Fair Margaret - Page 153/206

All at once Margaret knew that there was danger. She could not have

told how she knew it, nor just what the danger was, but she raised her

fair head suddenly, as the stag does when the scent of the hounds comes

down the breeze. Watching her, he saw and understood, and his hands

left each other and closed tightly upon the back of the chair.

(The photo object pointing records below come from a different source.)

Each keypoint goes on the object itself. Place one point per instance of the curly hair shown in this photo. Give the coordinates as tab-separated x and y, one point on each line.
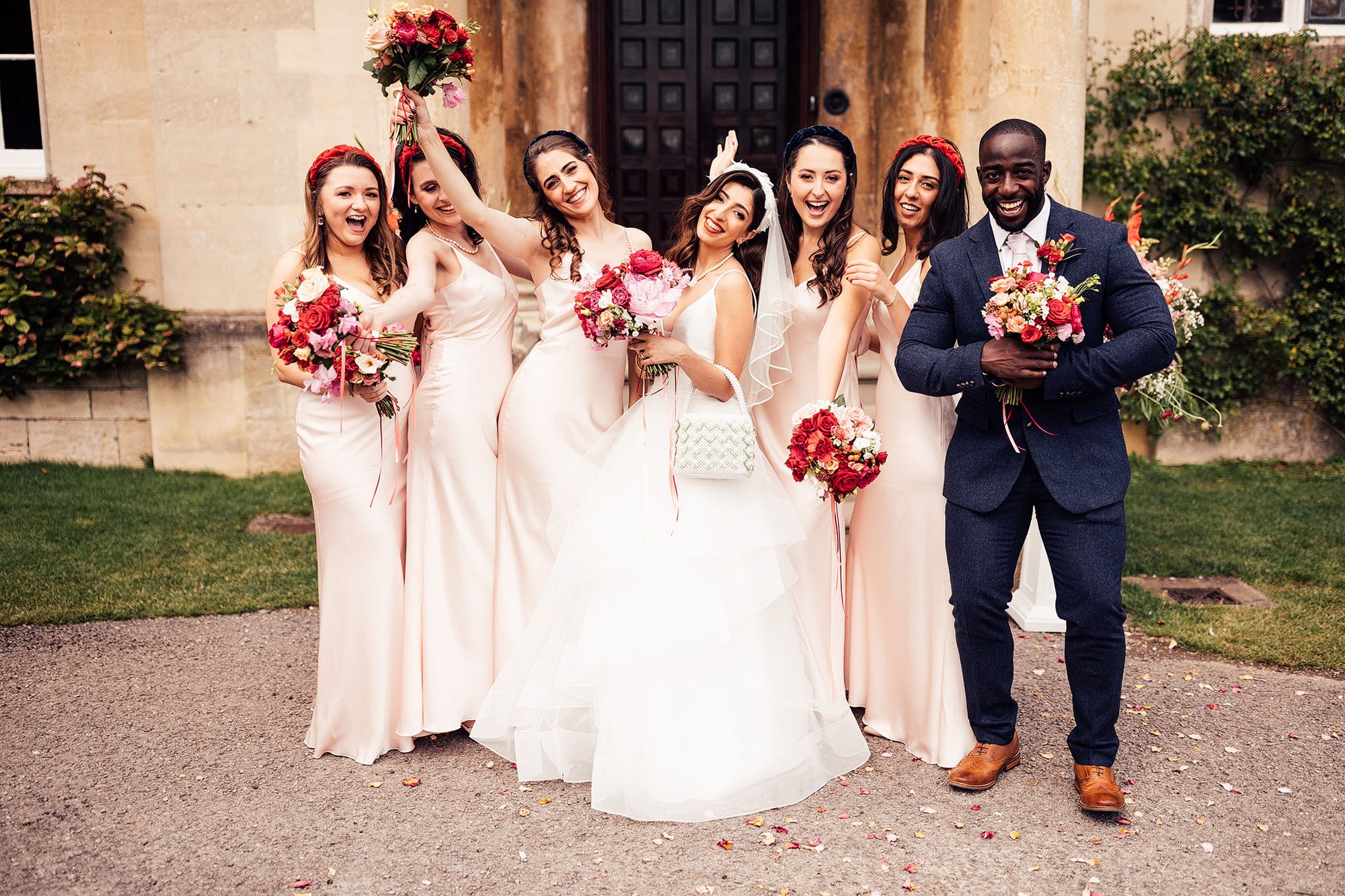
948	214
687	245
559	235
831	259
384	252
411	216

'Will you take me back to Madame De Rosa, please?' Margaret asked, and

her voice did not shake.

Before he could answer, a flash of lightning filled the room, vivid as

flame, and almost purple; it flared and danced two or three times

before it went out.

If Logotheti spoke at all, his words were drowned in the crash that

shook the house and rolled away over the city. His eyes never moved

from Margaret's face; she felt that his gaze was fastened on her lips,

as if he would have drawn them to meet his own. She was not exactly

afraid, but she knew that she must get away from him, for he was

stronger than she, and he was like a man going mad. That was what she

would have called it. And it seemed to her that one of two things was

going to happen. Either she would let his lips reach hers, without

resisting, or else she would try to kill him when he came near her. She

did not know which she should do. She was in herself two people; the

one was a human woman, tempted by the mysterious sympathy of flesh and

blood; the other self was a startled maiden caught in a trap and at

bay, without escape.

With the great peal of thunder the Aphrodite trembled from head to

foot, twice, as the vibration ran down the walls of the house to the

very foundations and then came up again and died away, like the second

shock of an earthquake. The statue trembled as if it were alive and

afraid.

With a glance, Margaret measured the distance which separated her from

the door, but it was too far. There were half-a-dozen steps, and

Logotheti was much nearer to her than that, even allowing that he must

get past the chair to reach her.

Now he moved a little and it was too late to try. He was beside the

chair instead of behind it; but then he stopped and came no further

yet, while he spoke to her.

'Why did you come?' he asked in a low tone. 'You might have guessed

that it wasn't quite safe!' It was almost as if he were speaking to himself. She kept her eyes on

him, and tried to back away towards the door so slowly that he should

not notice it. But he smiled and his lids drooped.